Answering on her views on Chugtai as a feminist, Dr Jalil replied that it is not correct to perceive Chugtai only as a feminist writer. “We need to understand that Chugtai‘s stories were bold, fierce and stunningly evocative addressing issues which were taboo at her time,” said Dr Jalil adding that Chugtai challenged the exploitative patriarchal structures by writing about certain ‘forbidden’ topics that people chose to put under the carpets; topics that were precisely the ‘question of silence.’

Prof Shafey Kidwai (Department of Mass Communications) said that Chughtai was one of the most powerful voices in Urdu literature and she was known for her free and fearless explorations of sexuality and middle-class morality in her writings. He pointed out that Chugtai had fierce determination with which she defended her right to express herself. He also pointed out that Public Relations Office of the University will be doing more programmes on literary personalities.

Prof Namita Singh said that Chughtai is considered as a path-breaker for women writers in the subcontinent, as many women during Chugtai’s time were considered too enmeshed in the ideology of slow, conservative and culturally sanctioned ideas. “In her career many of her writings including ‘Angarey’ and ‘Lihaaf’ were banned in South Asia because their reformist and feminist content offended conservatives and many of her books were banned at various times during their publication history,” said Prof Singh.

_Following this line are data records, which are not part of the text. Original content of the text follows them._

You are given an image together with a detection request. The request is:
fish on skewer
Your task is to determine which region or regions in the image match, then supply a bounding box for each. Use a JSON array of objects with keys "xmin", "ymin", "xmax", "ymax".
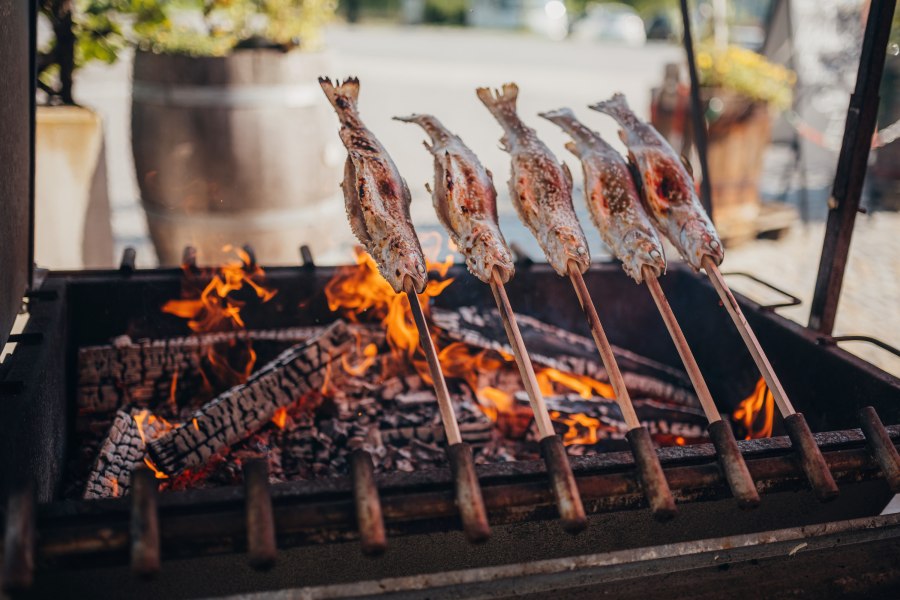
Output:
[
  {"xmin": 397, "ymin": 109, "xmax": 588, "ymax": 531},
  {"xmin": 476, "ymin": 83, "xmax": 590, "ymax": 276},
  {"xmin": 321, "ymin": 77, "xmax": 493, "ymax": 542},
  {"xmin": 540, "ymin": 107, "xmax": 666, "ymax": 284},
  {"xmin": 589, "ymin": 93, "xmax": 723, "ymax": 271},
  {"xmin": 319, "ymin": 76, "xmax": 427, "ymax": 294},
  {"xmin": 542, "ymin": 108, "xmax": 760, "ymax": 508},
  {"xmin": 393, "ymin": 113, "xmax": 515, "ymax": 284}
]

Prof Tariq Chhatari said that Chugtai with Manto, Rajinder Singh Bedi and Quratulain Haider are four pillars of Urdu prose. He added that Chugtai’s works stand for revolutionary feminist ideas and aesthetics in twentieth century Urdu literature. “Chugtai explored middle-class gentility, and other evolving conflicts in modern India with her outspoken and controversial style of writing and passionate voice for the unheard,” said Prof Chhatari.

While conducting the programme, Prof Mohammad Sajjad (Department of History) said that Chugtai brought grief and humour of North-Indian Muslim middle-class in her writings. “Chughtai also wrote stories and dialogues for films,” said Prof Sajjad pointing out that the story of ‘Garam Hawa’, the iconic film on partition starring Balraj Sahni was written by Chugtai.

Prof Sajjad also proposed the vote of thanks.